Briefing | Demystifying the 2018-2019 Budget
Last week, the Department of Economics at the University of West Indies, Mona, held its usual policy forum to demystify the national budget for the 2018-2019 fiscal year. Speakers included Mrs Helene Davis-White, who gave the trade union point of view, Dr Damien King, who gave an assessment of the important long-term trends in the budget, and me.
As usual, it was highlighted that it is important for every Jamaican to understand the national budget. The Government has tabled a $773.7-billion budget for the 2017-2018 fiscal year. Of this amount, approximately $201 billion, or 26 per cent of the total budget, is allocated to employee compensation, including wages and salaries; 29 per cent has been earmarked for recurrent programmes, an allotted $222 billion; 37 per cent, or $289 billion, will go towards debt servicing, inclusive of principal and interest; and the remaining eight per cent, or $61.6 billion, for capital expenditure.
The Government has earmarked $16.7 billion for work-related projects aimed at developing and improving the country's physical infrastructure for the 2018-19 fiscal year, which include US$2 billion for North-South Highway Development Projects, US$385 million for the South Coast Highway Improvement Project, and US$220 million for the Montego Bay Perimeter Road Project. The Ministry of National Security has been allotted a 23.4 per cent increase from the $63.6 billion received in 2017-18 to $78.5 billion for the 2018-2019 fiscal year. The Government has allotted $148 million to improve the mobility of the Department of Correctional Services, $1.1 billion for the Citizen Security and Justice Programme, $6.6 million for the rehabilitation and reintegration of local offenders and deported persons, and $14 million for the reintegration and rehabilitation of involuntary returned migrants in Jamaica.
The total tax revenue for the 2018-2019 fiscal year is estimated to be $518.44 billion compared to $478.25 billion for the 2017-2018 period. Non-tax revenue, including miscellaneous receipts, is estimated to be $60.88 billion. Grants are projected at $9.1 billion, loan receipts are projected at $103.2 billion.

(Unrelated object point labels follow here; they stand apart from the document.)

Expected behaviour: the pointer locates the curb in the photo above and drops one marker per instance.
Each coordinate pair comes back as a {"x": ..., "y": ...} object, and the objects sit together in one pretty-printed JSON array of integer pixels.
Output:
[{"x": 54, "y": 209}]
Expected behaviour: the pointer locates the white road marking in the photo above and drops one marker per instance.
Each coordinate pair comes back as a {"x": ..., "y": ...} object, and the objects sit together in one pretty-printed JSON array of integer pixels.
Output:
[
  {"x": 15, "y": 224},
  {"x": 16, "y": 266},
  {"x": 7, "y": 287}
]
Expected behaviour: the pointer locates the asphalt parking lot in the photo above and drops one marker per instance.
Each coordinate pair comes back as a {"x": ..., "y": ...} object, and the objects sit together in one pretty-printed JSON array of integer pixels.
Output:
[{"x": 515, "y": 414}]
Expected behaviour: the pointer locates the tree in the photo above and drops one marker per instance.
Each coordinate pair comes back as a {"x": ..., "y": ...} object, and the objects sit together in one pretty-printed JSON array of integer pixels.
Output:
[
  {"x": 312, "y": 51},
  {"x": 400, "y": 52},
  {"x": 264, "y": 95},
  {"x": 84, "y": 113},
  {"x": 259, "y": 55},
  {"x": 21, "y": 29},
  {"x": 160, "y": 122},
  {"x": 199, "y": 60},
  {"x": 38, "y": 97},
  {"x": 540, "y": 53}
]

... Trade unions point of view
Mrs Helene Davis-White highlighted that the budget is a necessary process that will establish how the country will operate for a one-year period. As a result, it must be credible. She outlined that tax packages outlined in previous budget processes increased her scepticism of the current budget proposals, as there is no guarantee that there will be no new taxes. She outlined that there are expectations for oil prices to increase that might lead to higher inflation, making it difficult for the government to achieve its 4-6 per cent inflation target. This, in turn, will have implications for the salaries and wages negotiations that government is pursuing. She appreciated the medium- to long-term approach to the budget planning process and encourages the government to keep it up. She pointed out that the anticipated 5-in-4 growth plan has fallen to 2.5 per cent, especially since the country anticipated to grow by 2.4 per cent in 2017-2018, but only grew by 0.9 per cent. She explained that the Government has not clearly articulated how the budgetary spending will translate into meaningful economic growth. For example, last year, one of the Government's aims was on small- and medium-sized enterprises. Banks, she emphasised, must make an effort to offer more loans geared towards the productive sector instead of consumption loans. To end, Mrs Davis-White pleaded for a more concerted effort towards growth, and stability for the government.
... Dr Damien King's view
Dr Damien King described the 2018-2019 Budget as the country's reward for past fiscal consolidation. For Dr King, Jamaica has demonstrated excellent fiscal responsibility over the past couple of years and this has resulted in a decline in the debt-to-GDP ratio from 147 per cent to less than 120 per cent, and is projected to decline to less than 100 per cent - 94 per cent - for the first time in two decades at the end of the fiscal year. Debt servicing, though burdensome, must be tolerated and interest payments have declined from 30 per cent in 2014 to 23 per cent in 2018. Dr King explained that the Government will no longer crowd out the private sector for loans, which should allow more private investment necessary to achieve economic growth. From an expenditure point of view, he highlighted that spending on socially related activities has increase to about $206 billion of the total budget. However, it remains the same as previous years in real terms when compared to previous years. Dr King expects no new taxes and highlighted that increased revenues are expected to be generated from indirect taxes.